Chapter 4. Fencing Controller nodes with STONITH

Fencing is the process of isolating a failed node to protect the cluster and the cluster resources. Without fencing, a failed node might result in data corruption in a cluster. Director uses Pacemaker to provide a highly available cluster of Controller nodes.

Pacemaker uses a process called STONITH to fence failed nodes. STONITH is an acronym for "Shoot the other node in the head". STONITH is disabled by default and requires manual configuration so that Pacemaker can control the power management of each node in the cluster.

If a Controller node fails a health check, the Controller node that acts as the Pacemaker designated coordinator (DC) uses the Pacemaker stonith service to fence the impacted Controller node.

Important

Deploying a highly available overcloud without STONITH is not supported. You must configure a STONITH device for each node that is a part of the Pacemaker cluster in a highly available overcloud. For more information on STONITH and Pacemaker, see Fencing in a Red Hat High Availability Cluster and Support Policies for RHEL High Availability Clusters.

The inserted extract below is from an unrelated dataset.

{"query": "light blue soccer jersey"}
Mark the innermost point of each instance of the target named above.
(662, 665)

4.1. Supported fencing agents
Copy link

When you deploy a high availability environment with fencing, you can choose the fencing agents based on your environment needs. To change the fencing agent, you must configure additional parameters in the fencing.yaml file.

Red Hat OpenStack Platform (RHOSP) supports the following fencing agents:

Intelligent Platform Management Interface (IPMI)

Default fencing mechanism that Red Hat OpenStack Platform (RHOSP) uses to manage fencing.

STONITH Block Device (SBD)

The SBD (Storage-Based Death) daemon integrates with Pacemaker and a watchdog device to arrange for nodes to reliably shut down when fencing is triggered and in cases where traditional fencing mechanisms are not available.

Important

SBD fencing is not supported in clusters with remote bare metal or virtual machine nodes that use pacemaker_remote, so it is not supported if your deployment uses Instance HA.
fence_sbd and sbd poison-pill fencing with block storage devices are not supported.
SBD fencing is only supported with compatible watchdog devices. For more information, see Support Policies for RHEL High Availability Clusters - sbd and fence_sbd.

fence_kdump

Use in deployments with the kdump crash recovery service. If you choose this agent, ensure that you have enough disk space to store the dump files.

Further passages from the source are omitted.